Per Donald Trump fermare l'impero del male è più importante del petrolio. È l'ultimo avvertimento lanciato dal presidente americano, il quale ribadisce che "l'Iran è sull'orlo della sconfitta, praticamente al capolinea". "Non hanno la marina, non hanno l'aeronautica, non hanno la contraerea, niente. Non hanno sistemi di controllo - assicura - La cosa principale è che dobbiamo vincere questa battaglia. Vincerla in fretta, ma vincerla". Il tycoon ritiene che impedire alla Repubblica islamica di avere armi nucleari sia "molto più rilevante" per lui che preoccuparsi dell'impennata dei prezzi del greggio dovuta alla guerra in Medioriente. "Gli Stati Uniti sono di gran lunga il più grande produttore di petrolio al mondo, quindi quando i prezzi del petrolio salgono, guadagniamo un sacco di soldi. Ma, di ben più grande interesse e importanza per me, come presidente, è impedire a un impero malvagio, l'Iran, di possedere armi nucleari e distruggere il Medioriente e il mondo. Non permetterò mai che ciò accada", scrive su Truth. Parlando con i giornalisti, invece, spiega che potrebbe "distruggere tutte le infrastrutture, le linee elettriche dell'Iran, ma non voglio. Gli ci vorrebbero poi 25 anni per ricostruire tutto". Una posizione, questa, che sembra divergere da quella di Israele.
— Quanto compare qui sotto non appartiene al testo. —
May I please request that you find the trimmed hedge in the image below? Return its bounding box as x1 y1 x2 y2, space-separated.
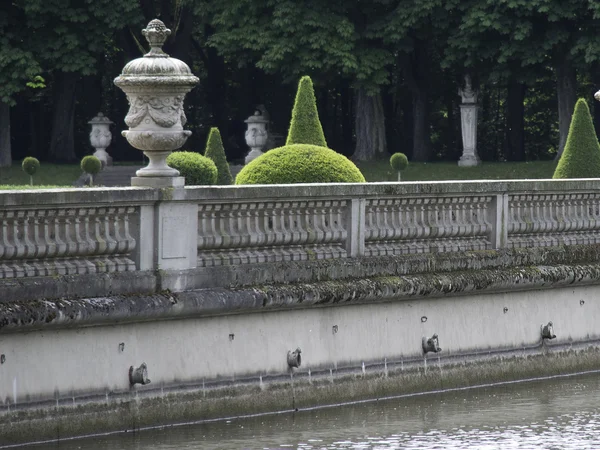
167 151 217 186
552 98 600 178
390 153 408 172
235 144 365 184
204 128 233 185
285 76 327 147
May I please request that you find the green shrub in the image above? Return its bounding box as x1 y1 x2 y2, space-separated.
285 76 327 147
553 98 600 178
81 155 102 186
204 128 233 185
235 144 365 184
390 153 408 181
21 156 40 186
167 151 217 186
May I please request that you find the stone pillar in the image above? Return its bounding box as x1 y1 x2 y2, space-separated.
458 75 481 167
88 113 114 166
244 110 269 164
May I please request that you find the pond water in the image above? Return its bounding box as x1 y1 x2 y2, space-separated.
31 374 600 450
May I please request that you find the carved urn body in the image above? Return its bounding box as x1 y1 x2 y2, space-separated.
244 111 269 164
114 19 198 187
88 113 114 166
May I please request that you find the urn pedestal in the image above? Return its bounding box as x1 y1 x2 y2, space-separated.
114 19 198 187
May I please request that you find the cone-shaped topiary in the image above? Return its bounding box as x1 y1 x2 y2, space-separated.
235 144 365 184
285 76 327 147
204 128 233 185
552 98 600 178
167 151 217 186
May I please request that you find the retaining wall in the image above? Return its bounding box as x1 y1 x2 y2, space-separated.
0 180 600 444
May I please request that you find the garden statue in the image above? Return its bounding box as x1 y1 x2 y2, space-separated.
88 113 114 166
244 110 269 164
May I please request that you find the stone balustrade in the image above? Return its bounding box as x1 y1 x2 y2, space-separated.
0 190 157 279
0 179 600 279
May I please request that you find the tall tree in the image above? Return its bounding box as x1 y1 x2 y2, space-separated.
13 0 140 161
451 0 600 158
211 0 394 159
0 2 41 167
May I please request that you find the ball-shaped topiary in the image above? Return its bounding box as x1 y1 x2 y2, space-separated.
204 128 233 185
81 155 102 175
552 98 600 178
235 144 365 184
390 153 408 172
167 151 217 186
21 156 40 186
285 76 327 147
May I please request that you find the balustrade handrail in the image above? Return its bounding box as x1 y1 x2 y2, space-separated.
0 179 600 278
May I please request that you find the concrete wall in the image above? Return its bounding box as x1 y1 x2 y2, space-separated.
0 180 600 445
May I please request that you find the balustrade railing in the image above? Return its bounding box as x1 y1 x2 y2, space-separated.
508 192 600 248
0 180 600 279
0 192 145 279
198 200 346 267
365 195 493 256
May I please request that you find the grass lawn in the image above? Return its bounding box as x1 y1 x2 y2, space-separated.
0 160 556 189
357 160 556 181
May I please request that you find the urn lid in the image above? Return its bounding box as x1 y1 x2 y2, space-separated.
244 110 269 123
114 19 199 89
88 113 114 125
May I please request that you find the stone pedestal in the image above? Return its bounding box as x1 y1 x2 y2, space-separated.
458 103 481 167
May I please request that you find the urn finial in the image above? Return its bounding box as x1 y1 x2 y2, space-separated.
142 19 171 56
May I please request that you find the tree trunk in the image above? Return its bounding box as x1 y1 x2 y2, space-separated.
506 79 527 161
48 72 78 162
556 56 577 160
340 81 354 155
413 87 432 162
352 88 386 161
0 101 12 167
400 40 432 162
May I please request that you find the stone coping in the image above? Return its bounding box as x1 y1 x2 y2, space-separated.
185 178 600 201
0 187 159 208
0 264 600 334
0 178 600 206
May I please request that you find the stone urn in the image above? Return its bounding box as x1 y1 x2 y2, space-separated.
244 110 269 164
458 75 481 167
114 19 198 187
88 113 114 166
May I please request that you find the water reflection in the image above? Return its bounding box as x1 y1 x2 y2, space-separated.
29 375 600 450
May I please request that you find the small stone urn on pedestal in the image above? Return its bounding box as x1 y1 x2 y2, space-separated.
458 75 481 167
244 111 269 164
114 19 198 188
88 113 114 166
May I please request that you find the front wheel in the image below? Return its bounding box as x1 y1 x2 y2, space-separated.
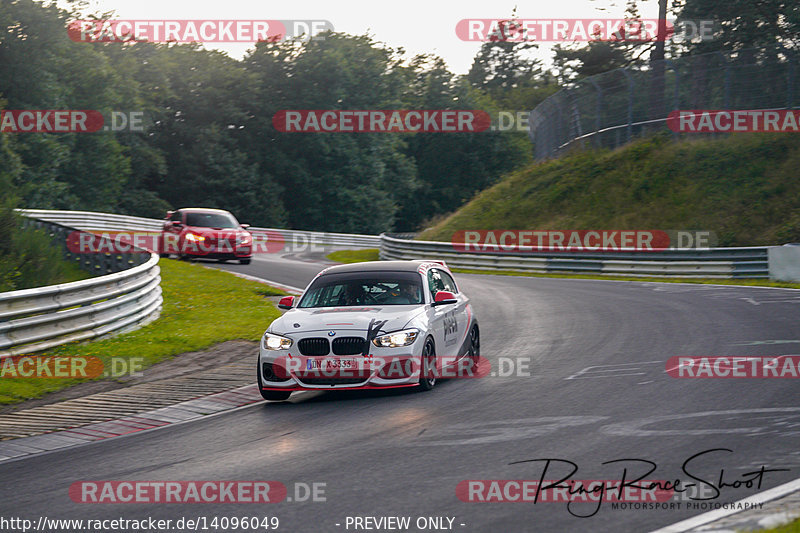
419 339 436 391
256 365 292 402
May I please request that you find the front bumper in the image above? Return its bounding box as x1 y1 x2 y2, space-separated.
258 342 422 391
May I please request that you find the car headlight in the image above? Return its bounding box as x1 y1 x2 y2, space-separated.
372 329 419 348
261 332 292 350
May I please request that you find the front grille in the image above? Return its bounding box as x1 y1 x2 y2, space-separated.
333 337 367 355
298 376 368 385
297 337 331 355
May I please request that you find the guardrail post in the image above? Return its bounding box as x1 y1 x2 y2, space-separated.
621 68 635 142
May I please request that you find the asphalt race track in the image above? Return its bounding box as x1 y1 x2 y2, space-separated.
0 251 800 532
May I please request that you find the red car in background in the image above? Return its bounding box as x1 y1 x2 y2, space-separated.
159 207 253 265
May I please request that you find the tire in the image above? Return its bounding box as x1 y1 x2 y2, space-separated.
158 237 169 258
419 337 436 391
256 363 292 402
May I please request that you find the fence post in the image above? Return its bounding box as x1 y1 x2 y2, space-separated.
620 68 635 142
586 76 603 148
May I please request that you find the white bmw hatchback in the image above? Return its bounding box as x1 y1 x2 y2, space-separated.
258 261 480 400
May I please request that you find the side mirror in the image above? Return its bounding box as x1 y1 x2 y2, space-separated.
278 296 294 309
431 291 458 307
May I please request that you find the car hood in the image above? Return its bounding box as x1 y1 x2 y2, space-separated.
186 226 248 238
269 305 424 335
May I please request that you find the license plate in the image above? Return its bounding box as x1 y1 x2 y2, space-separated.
306 359 358 370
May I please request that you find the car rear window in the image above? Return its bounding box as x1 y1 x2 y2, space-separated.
186 213 239 228
298 272 424 308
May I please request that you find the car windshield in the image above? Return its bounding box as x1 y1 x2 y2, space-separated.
298 272 423 308
186 213 239 228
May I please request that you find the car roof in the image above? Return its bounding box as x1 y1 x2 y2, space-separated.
178 207 231 215
324 260 447 274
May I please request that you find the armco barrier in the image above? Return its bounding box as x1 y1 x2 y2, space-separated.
19 209 380 250
380 234 769 278
0 215 162 358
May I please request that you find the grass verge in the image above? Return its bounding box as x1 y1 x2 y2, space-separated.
0 259 284 405
326 248 379 263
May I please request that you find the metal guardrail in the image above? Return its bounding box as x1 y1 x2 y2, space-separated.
19 209 380 248
380 234 769 278
0 214 163 359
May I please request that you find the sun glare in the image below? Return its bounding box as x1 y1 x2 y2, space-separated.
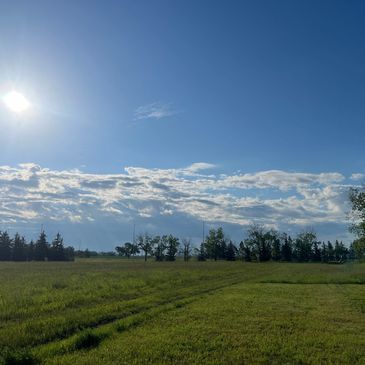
3 91 30 113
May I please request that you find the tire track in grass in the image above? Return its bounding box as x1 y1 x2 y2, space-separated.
34 274 262 359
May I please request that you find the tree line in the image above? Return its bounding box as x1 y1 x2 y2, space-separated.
0 231 74 261
116 225 363 263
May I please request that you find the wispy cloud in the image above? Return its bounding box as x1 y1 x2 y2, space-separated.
134 102 177 120
0 162 356 247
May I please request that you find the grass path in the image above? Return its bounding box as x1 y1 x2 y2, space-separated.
45 283 365 364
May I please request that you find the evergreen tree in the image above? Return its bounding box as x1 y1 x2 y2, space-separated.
327 241 335 262
281 235 293 261
34 231 48 261
204 228 218 261
334 240 348 262
153 235 168 261
321 242 328 262
166 234 180 261
225 241 237 261
312 241 321 262
12 233 27 261
49 232 66 261
271 235 281 261
26 240 35 261
137 233 153 261
182 238 191 262
294 232 316 262
195 242 207 261
0 231 13 261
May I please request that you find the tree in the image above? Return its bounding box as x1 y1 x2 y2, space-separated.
166 234 180 261
153 235 168 261
182 238 191 262
34 231 48 261
311 241 321 262
349 186 365 238
137 233 153 261
271 232 281 261
0 231 13 261
334 240 348 262
281 234 293 261
204 228 218 261
351 238 365 260
294 231 317 262
49 232 66 261
195 242 207 261
245 225 272 261
13 233 27 261
27 240 35 261
225 241 237 261
327 241 335 262
115 242 139 259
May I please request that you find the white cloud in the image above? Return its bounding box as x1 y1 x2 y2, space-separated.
350 173 365 181
0 162 356 246
134 102 177 120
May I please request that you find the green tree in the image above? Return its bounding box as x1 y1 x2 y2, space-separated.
349 186 365 238
294 231 317 262
182 238 191 262
13 233 27 261
153 235 168 261
311 241 321 262
137 233 153 261
225 241 237 261
0 231 13 261
195 242 207 261
49 232 66 261
34 231 49 261
352 237 365 260
245 225 272 261
281 234 293 261
115 242 139 259
271 232 281 261
166 234 180 261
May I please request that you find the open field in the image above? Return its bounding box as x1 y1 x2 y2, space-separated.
0 259 365 364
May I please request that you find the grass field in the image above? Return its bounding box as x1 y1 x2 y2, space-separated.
0 259 365 364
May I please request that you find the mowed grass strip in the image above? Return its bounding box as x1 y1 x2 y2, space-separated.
44 283 365 364
0 260 365 363
0 260 275 348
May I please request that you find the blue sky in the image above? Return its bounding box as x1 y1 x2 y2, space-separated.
0 1 365 249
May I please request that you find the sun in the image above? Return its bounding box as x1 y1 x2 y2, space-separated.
3 91 30 114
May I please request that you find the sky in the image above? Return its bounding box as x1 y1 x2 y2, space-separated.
0 0 365 250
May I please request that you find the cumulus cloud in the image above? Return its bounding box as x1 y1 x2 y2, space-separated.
0 162 353 246
350 173 365 181
134 102 177 120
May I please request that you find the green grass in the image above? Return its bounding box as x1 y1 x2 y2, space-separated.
0 259 365 364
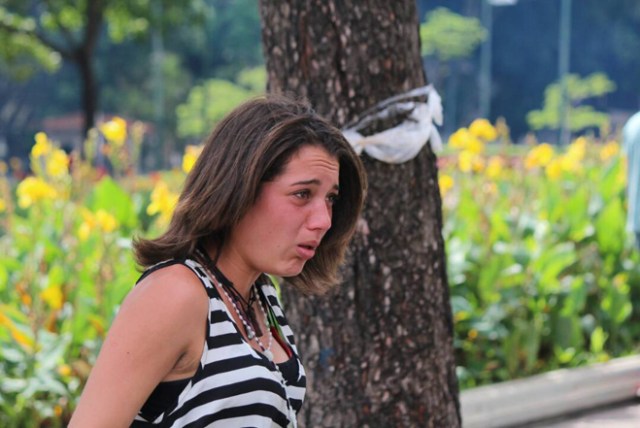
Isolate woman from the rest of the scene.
[70,97,366,427]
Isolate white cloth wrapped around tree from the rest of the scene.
[342,85,442,164]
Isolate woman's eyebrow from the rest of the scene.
[291,178,340,190]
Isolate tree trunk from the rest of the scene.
[75,51,98,139]
[260,0,460,428]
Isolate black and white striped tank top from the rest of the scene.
[131,259,306,428]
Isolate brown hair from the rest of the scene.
[133,95,367,294]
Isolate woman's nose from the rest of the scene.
[309,200,332,231]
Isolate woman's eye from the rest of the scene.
[294,190,311,199]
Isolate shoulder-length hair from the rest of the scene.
[133,95,367,294]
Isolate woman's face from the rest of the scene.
[219,145,339,277]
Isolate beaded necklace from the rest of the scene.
[196,251,298,428]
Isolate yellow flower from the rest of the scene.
[0,310,33,350]
[600,141,620,162]
[78,208,118,237]
[31,132,52,158]
[58,364,72,377]
[100,116,127,147]
[438,174,454,198]
[147,181,178,223]
[469,119,498,141]
[182,145,203,174]
[471,155,484,172]
[449,128,470,149]
[485,156,504,179]
[524,143,554,169]
[47,149,69,177]
[78,222,91,242]
[560,153,582,173]
[545,158,562,180]
[16,177,58,208]
[40,285,64,310]
[464,136,484,155]
[566,137,587,161]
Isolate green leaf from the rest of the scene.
[87,176,137,229]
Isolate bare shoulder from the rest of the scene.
[123,263,208,313]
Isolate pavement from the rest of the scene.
[523,399,640,428]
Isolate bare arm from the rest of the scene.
[69,265,208,428]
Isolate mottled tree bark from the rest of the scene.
[261,0,460,428]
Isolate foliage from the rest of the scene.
[0,118,182,427]
[176,67,267,140]
[440,118,640,388]
[420,7,487,61]
[0,113,640,427]
[527,73,616,132]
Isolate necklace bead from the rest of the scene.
[198,254,298,428]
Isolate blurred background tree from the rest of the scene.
[0,0,640,164]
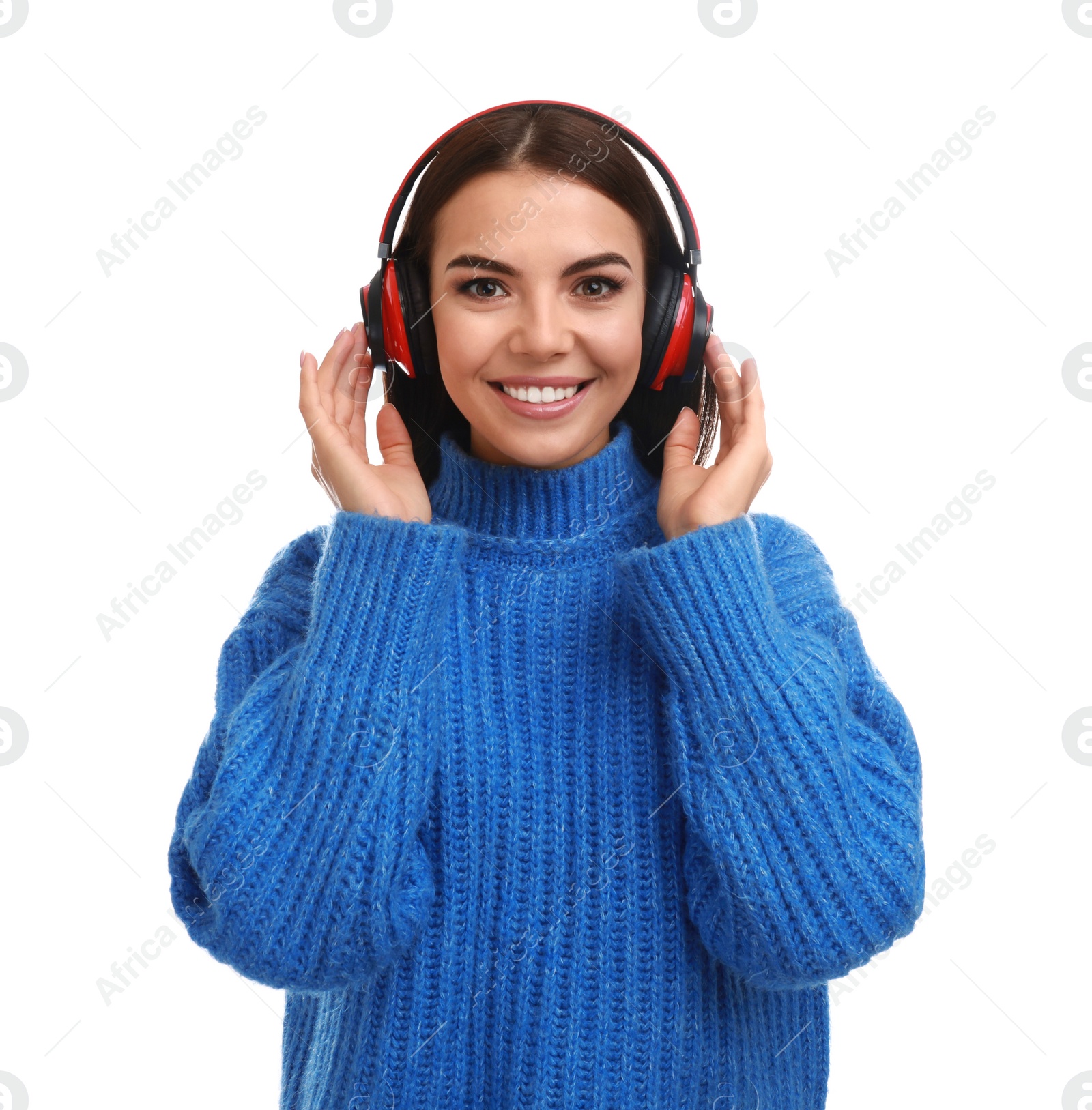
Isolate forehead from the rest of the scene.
[433,170,643,266]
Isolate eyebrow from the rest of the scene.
[444,251,633,278]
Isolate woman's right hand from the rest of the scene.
[300,323,432,524]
Secondo quanto rivela una fonte informata ad Axios, il comandante in capo è "entusiasta" di proseguire la guerra per almeno altre 3-4 settimane nonostante le operazioni militari iniziate il 28 febbraio stiano compromettendo l'approvvigionamento dell'economia globale e facendo salire i prezzi del petrolio. Negli Stati Uniti sono aumentati del 22% rispetto al mese precedente, e già prima il costo della vita era una delle principali preoccupazioni per gli americani, che si recheranno alle urne per le elezioni di medio termine in autunno. Trump - secondo Bloomberg - nel tentativo di gestire i costi del greggio è pronto a sospendere il Jones Act, la legge del 1920 che impone alle spedizioni nazionali di usare navi costruite in Usa, di proprietà americana e con equipaggio a stelle e strisce. La misura è stata un pilastro della politica marittima americana per oltre un secolo, concepita per mantenere forte l'industria nazionale e garantire gli interessi della sicurezza nel trasporto in mare.
Trump, la cui base repubblicana è fortemente divisa sulle azioni in Medioriente, ha provato a rassicurare gli Stati Uniti e il mondo che "la guerra finirà presto", dicendo di essere in totale controllo della crisi, e sostenendo che il conflitto cesserà quando lui lo vorrà. Per gli 007 americani, tuttavia, il regime è lontano dal tracollo. Stando a tre fonti informate, l'intelligence statunitense indica che la leadership iraniana è ancora sostanzialmente intatta e non è a rischio di collasso nell'immediato. Una "moltitudine" di rapporti, fa sapere una delle fonti, forniscono "analisi coerenti per cui il regime non è in pericolo" di collasso e "mantiene il controllo dell'opinione pubblica iraniana".
I resoconti sottolineano la coesione della leadership di Teheran nonostante l'uccisione della Guida Suprema, l'Ayatollah Ali Khamenei, e un alto funzionario israeliano riconosce che non vi è alcuna certezza che la guerra porterà al crollo del governo.